Meant to ask as well, you know what you said Sarah about it won't matter if I get af like after only 4 or 5 days of down reg, well if that happens and then they do the blood tests and it shows I've not down regged so I must keep on, will my body then not start to try and get ready to ovulate again and then AF arrive again or will the burselin and HRT take over all that.  I guess I'm just worrying as normal   and thinking well my womb lining may break down and not be thick enough because down reg wasn't successful etc.

Sorry girls you know me by now always worrying.


----------



## Cecilie

Mel - yes please PM me your pics - would love to see them!

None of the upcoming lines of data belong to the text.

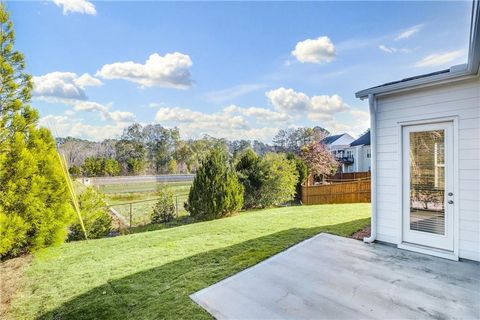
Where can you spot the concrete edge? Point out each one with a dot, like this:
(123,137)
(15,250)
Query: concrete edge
(195,296)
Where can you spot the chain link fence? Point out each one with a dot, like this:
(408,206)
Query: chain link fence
(138,213)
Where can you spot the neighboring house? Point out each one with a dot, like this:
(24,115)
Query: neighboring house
(338,144)
(359,151)
(353,155)
(425,140)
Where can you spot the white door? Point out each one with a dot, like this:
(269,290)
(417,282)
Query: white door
(428,197)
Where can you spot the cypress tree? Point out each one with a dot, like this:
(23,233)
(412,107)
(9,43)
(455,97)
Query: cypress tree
(34,203)
(215,191)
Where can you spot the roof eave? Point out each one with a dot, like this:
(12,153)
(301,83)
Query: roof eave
(396,87)
(471,68)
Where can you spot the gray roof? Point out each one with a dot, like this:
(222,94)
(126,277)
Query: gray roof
(331,139)
(364,140)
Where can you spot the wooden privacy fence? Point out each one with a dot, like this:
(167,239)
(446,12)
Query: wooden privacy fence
(349,175)
(345,192)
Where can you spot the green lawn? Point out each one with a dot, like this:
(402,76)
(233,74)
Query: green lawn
(150,275)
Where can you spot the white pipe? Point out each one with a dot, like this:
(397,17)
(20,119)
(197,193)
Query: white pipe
(373,167)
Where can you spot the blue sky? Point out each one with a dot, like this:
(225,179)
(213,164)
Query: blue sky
(228,69)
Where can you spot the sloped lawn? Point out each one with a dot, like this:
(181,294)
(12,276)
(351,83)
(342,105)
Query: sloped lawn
(150,275)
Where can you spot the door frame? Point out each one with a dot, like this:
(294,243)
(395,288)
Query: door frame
(453,255)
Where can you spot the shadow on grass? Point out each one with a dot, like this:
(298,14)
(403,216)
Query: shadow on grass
(163,292)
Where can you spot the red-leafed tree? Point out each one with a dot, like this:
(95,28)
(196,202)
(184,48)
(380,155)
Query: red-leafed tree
(318,159)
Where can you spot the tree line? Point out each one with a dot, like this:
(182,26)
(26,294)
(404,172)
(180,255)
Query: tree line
(35,206)
(154,149)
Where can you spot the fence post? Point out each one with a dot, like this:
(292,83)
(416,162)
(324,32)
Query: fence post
(176,206)
(130,215)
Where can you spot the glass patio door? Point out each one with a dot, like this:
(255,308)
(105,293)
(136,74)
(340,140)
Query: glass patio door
(428,197)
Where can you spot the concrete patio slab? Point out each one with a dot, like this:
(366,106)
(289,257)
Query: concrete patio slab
(330,277)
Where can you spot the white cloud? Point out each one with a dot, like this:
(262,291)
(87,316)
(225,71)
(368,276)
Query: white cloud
(64,85)
(76,6)
(200,119)
(384,48)
(67,126)
(439,59)
(121,116)
(171,71)
(104,110)
(320,50)
(229,94)
(409,32)
(232,122)
(260,114)
(291,101)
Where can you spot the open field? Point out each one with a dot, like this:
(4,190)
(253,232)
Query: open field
(150,275)
(127,198)
(142,187)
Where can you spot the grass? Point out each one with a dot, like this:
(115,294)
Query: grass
(151,275)
(117,195)
(144,187)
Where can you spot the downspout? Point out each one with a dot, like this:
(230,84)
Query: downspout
(373,168)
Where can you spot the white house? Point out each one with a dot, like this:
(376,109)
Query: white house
(425,141)
(359,152)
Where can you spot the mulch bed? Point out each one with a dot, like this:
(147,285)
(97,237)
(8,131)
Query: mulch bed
(359,235)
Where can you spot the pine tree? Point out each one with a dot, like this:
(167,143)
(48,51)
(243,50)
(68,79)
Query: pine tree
(215,191)
(34,203)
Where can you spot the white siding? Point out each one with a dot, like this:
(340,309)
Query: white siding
(460,99)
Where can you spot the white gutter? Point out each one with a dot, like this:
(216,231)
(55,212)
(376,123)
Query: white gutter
(373,167)
(456,73)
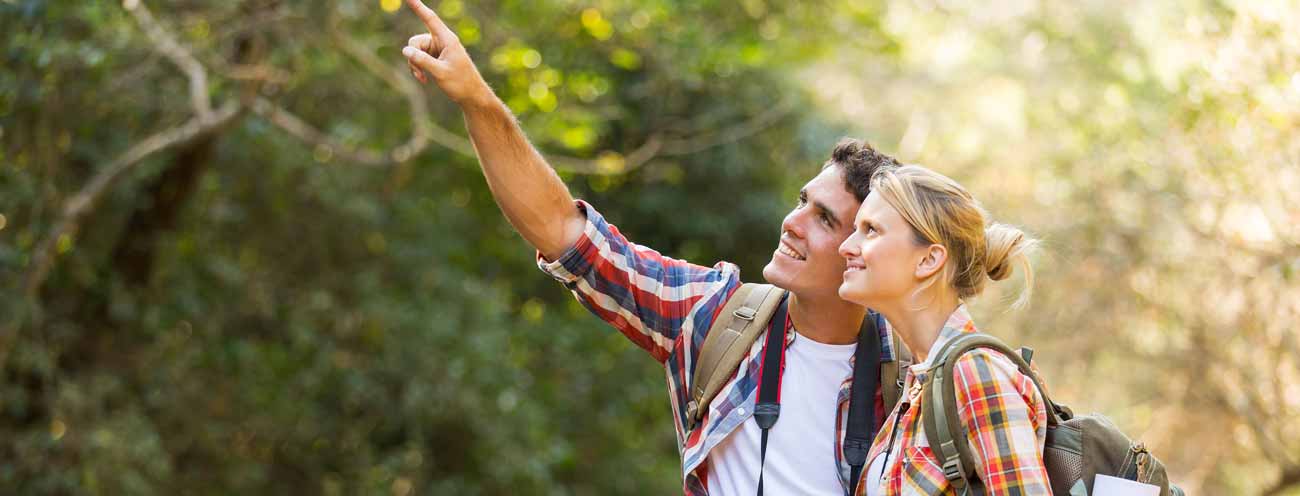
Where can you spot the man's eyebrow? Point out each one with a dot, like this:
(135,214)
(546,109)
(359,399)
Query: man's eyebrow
(823,209)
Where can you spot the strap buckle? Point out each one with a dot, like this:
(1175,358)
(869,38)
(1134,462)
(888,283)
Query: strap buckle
(692,410)
(745,313)
(954,473)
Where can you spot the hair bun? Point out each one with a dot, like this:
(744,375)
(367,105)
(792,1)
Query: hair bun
(1005,246)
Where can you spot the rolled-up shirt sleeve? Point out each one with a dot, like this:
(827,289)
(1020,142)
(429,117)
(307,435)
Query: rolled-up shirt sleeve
(642,294)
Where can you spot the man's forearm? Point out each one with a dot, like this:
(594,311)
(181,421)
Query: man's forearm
(528,191)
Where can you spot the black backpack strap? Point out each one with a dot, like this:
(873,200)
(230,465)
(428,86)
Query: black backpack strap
(862,401)
(768,408)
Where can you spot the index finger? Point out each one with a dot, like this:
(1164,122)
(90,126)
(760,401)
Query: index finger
(430,18)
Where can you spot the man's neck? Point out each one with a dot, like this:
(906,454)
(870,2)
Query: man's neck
(827,320)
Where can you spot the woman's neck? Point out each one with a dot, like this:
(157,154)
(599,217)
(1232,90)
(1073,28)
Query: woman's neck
(918,329)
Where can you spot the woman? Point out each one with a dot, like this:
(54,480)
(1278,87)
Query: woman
(922,247)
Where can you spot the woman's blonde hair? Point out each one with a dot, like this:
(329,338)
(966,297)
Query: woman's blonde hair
(943,212)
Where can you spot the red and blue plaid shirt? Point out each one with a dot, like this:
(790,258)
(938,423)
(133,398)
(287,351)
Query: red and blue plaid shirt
(666,307)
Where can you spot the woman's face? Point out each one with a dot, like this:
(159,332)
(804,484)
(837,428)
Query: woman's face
(883,257)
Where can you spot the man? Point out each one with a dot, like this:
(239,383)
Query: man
(667,305)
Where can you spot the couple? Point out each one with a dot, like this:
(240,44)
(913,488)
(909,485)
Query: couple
(905,242)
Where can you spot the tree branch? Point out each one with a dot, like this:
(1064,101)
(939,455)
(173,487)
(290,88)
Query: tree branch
(178,55)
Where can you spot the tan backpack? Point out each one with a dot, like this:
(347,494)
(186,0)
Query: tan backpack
(740,322)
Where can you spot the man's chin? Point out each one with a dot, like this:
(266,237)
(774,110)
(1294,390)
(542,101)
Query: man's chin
(775,275)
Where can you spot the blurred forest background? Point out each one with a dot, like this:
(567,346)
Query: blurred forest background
(243,252)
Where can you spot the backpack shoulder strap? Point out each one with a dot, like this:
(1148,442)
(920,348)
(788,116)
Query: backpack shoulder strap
(731,335)
(891,373)
(944,429)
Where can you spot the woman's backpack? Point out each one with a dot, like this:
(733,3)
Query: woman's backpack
(1078,447)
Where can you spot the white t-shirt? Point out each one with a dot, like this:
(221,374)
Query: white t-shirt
(801,444)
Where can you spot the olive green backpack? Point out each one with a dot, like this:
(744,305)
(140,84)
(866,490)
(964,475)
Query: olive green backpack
(739,323)
(1078,447)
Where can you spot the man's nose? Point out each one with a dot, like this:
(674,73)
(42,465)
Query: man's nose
(849,248)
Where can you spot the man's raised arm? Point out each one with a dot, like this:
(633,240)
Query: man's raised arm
(528,191)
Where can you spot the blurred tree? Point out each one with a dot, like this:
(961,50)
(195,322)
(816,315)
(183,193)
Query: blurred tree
(245,252)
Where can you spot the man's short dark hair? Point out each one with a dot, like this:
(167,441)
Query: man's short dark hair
(858,162)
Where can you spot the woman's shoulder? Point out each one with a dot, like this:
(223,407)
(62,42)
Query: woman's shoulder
(984,372)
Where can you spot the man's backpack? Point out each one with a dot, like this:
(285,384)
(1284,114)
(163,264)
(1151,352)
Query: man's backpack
(739,323)
(1078,447)
(733,331)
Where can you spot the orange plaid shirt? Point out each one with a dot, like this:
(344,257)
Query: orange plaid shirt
(1005,420)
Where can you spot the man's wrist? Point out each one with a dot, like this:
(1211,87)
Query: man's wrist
(479,101)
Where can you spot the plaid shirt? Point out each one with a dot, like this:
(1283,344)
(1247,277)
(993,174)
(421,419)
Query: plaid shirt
(666,307)
(1005,420)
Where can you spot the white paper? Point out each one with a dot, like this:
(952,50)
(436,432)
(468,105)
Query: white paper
(1114,486)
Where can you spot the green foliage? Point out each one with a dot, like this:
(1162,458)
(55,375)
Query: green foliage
(294,321)
(251,312)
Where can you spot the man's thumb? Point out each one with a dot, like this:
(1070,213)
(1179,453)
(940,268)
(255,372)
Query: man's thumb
(423,60)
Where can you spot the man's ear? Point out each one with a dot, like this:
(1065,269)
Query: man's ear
(934,260)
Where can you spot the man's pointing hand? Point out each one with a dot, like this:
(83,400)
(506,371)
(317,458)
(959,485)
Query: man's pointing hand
(440,55)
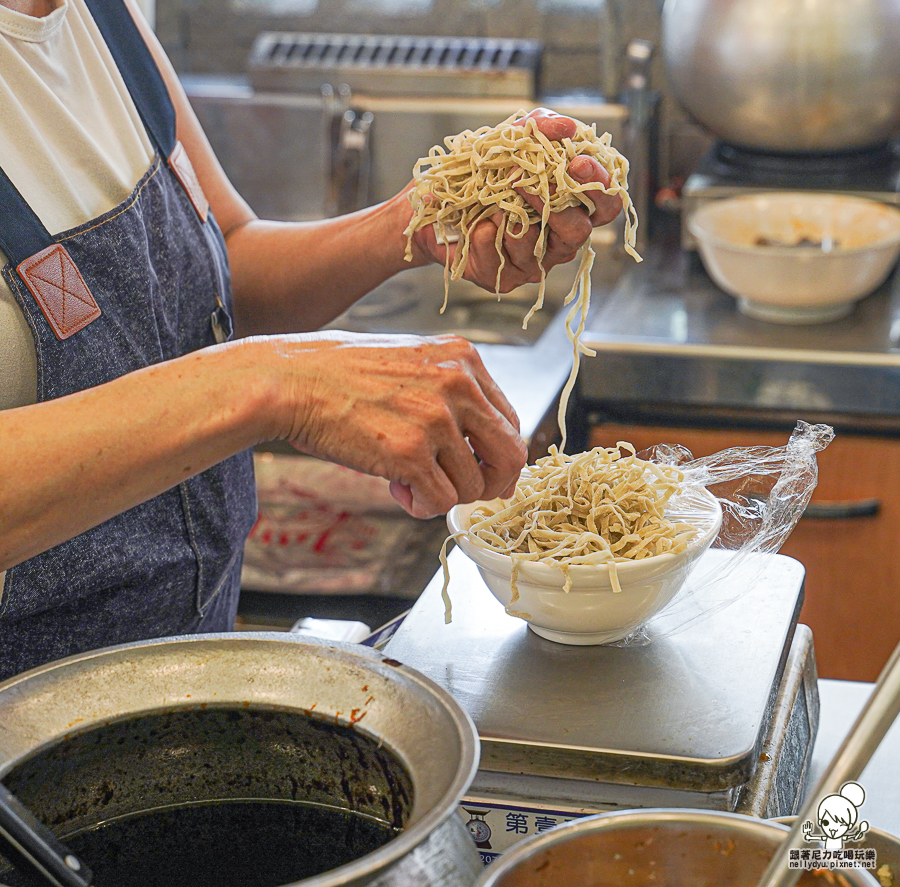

I'm just trying to organise a family holiday (us and three other families) to go skiing in a year's time - super organised for me    Butu I'm really dying to ski so I'm being quite keen. Your pics will whet my appetite!

Witters - thanks for the buggy info. I'll suggest to patient. I think she's checked out every option under the sun but is very frustrated by all the limitations when there's 2. She has the added complication of a one year old in addition (she'll have three under 18 months    ) .

Yes you did tell us that your two howled when you got your BFP. Dogs are funny aren't they? Definitely have a sixth sense... someone was  telling e at the weekend that their dog - who always went everywhere with her - had refused to get in the car one day,choosing to stay home alone instead, and on that particular journey she had an accident, turning the car on its roof into a ditch.. Luckily she and her son were both unharmed - but the dog obviously sensed trouble ahead. Odin's been like that about one or two people actually - he's always really over friendly, but twice he's been really wary of a person - they must have been totally dodgy people!

Sorry about the boobage - but if you'd put on loads of weight instead of having morning sickness, you too could be a C cup   I'm sure you'll be overtaking me before very long. I can't keep putting on weight at this rate otherwise I'll be a beached whale come August!!! But yes, I'm loving having some shape and a bit of cleavage to show off!!

I hope it was Bean kicking. I'll keep you posted!


----------



## Yogi

Okay you two I've sent you both the link!!!

I do hate some of those photos where I have had far too much to drink!


----------



## Cecilie

Thanks Mel. Great pics! You don't look drunk on any of them... Love your snazzy powder blue outfit. I've got this purple all in one ski suit that I've had since the 80s, which my DH calls my Barbie suit. It's awful and so old fashioned, but it's as good as the day I bought it so I can't bring myself to get rid of it


----------



## Hope 2 B

Hi there !

Hope your all ok ??

I know this has been covered before , but HOPEFULLY im having FET next week and i was wondering ........ all you 'positive' ladies ....what did you do on your 2ww ??

Did you work/carry on as normal ??..........

Im hoping to have the 1st week off work but might HAVE to go in for the 2nd ...... any advice ??

Thank you 

Love Hope 2 B XXXXXXXXx


----------



## Yogi

Hi Hope, I will have the first week off hopefully and then go back (as long as I get that far).  Good Luck

Cecille oh god yes I'm far too drunk in the ones where I'm trying to hold DH up.  My favourites are the close up ones of us at the top of the mountain where we held the camera away from us and took the picture.


----------



## Cecilie

Hello Hope

Loads of luck and dust for your FET      

On my 2ww I had total bed rest for three days then took it really easy for the rest of the 2ww. I think 1 week off and then 2nd week going back to work but not doing anything strenuous is fine. The point about the rest is to avoid diverting the blood away from the uterus. So the key after your 3 days in bed is to avoid doing anything that makes you out of breath - and no lifting or pushing. 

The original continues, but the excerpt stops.